I wanted to help families to secure extra income
Hamzah sells homemade ready-to-cook meals to restaurants, hotels and malls and works with a team of more than 10 refugee women who prepare the food. Hamze transformed his idea into a business in 2019 through SPARK’s Entrepreneurship Technical Support Programme (Bedaya), but COVID-19 hit the business hard.
Hamza Abu Zarifa didn’t just wake up one morning and decide he was going to be an entrepreneur. Rather, it was a long and arduous journey that brought him to kick off Khasitna.
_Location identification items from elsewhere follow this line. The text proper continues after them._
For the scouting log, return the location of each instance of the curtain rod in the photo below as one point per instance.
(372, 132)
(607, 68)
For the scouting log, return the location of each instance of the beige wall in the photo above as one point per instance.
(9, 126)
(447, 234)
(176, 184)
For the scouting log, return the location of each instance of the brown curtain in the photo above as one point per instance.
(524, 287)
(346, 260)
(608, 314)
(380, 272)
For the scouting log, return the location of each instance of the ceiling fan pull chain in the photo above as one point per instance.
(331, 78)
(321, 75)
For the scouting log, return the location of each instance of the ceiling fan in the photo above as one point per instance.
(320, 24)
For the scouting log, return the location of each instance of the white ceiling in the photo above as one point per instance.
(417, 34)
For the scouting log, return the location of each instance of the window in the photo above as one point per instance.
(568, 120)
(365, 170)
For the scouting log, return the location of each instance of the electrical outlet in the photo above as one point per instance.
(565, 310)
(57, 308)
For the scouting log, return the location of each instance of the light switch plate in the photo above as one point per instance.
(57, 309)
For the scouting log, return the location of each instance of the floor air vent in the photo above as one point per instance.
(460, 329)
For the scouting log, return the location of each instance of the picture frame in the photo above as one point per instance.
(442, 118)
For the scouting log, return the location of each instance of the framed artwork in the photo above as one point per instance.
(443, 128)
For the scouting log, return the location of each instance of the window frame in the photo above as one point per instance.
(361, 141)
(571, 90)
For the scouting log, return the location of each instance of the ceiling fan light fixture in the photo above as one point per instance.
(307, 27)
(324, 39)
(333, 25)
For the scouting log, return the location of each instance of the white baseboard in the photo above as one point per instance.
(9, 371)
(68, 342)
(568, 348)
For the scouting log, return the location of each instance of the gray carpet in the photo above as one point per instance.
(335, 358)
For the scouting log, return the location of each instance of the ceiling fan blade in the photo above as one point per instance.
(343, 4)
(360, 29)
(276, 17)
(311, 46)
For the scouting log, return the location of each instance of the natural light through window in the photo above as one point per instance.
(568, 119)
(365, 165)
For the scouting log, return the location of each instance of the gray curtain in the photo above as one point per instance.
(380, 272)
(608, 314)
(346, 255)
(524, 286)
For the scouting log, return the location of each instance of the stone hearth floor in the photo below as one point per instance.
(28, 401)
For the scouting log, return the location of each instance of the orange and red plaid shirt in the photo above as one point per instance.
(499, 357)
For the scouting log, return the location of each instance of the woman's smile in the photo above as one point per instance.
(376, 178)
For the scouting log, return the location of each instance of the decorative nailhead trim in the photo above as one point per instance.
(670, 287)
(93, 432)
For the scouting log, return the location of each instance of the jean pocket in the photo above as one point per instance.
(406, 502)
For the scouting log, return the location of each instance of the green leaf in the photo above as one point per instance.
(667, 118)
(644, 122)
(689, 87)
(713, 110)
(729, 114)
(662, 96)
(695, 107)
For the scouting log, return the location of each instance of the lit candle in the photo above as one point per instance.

In 2019, Hamzeh was only 19 years old and did not have the chance to pursue higher education. “After finishing high school I had no clue what I wanted to do, I was kind of lost in my ideas and thoughts” he explains. At the time, Hamzeh tried different professions but had always dreamed of running his own business. He joined one of SPARK’s entrepreneurship competitions in Jordan where he enrolled in a boot camp for four weeks, as well as an intensive entrepreneurship course of 360 hours. After he completed the course and the boot camp, Hamza pitched his business idea in front of an independent jury of experts and won the first prize – $12,000 – which helped him to establish Khasitna.
“The business idea came from the community I grew up in. I wanted to help families to secure extra income by giving them opportunities to work from home,” says Hamza.
His business, Khasitna, prepares fresh meals that require a lot of time to prepare, such as grape leaves, zucchini and chopped molokhia. The meals are fully prepared by women from less fortunate communities throughout Jordan. Afterwards, the Khasitna team delivers the products to hotels, malls and customers who pay subscription fees.
COVID-19 changed everything
In the first year of the business, Khasitna had more than 30 contracts with hotels in Amman, 10 malls and more than 100 subscribers. “During the first year of the business and before COVID-19, we employed more than 50 women and the business went beyond expectations,” Hamza explained.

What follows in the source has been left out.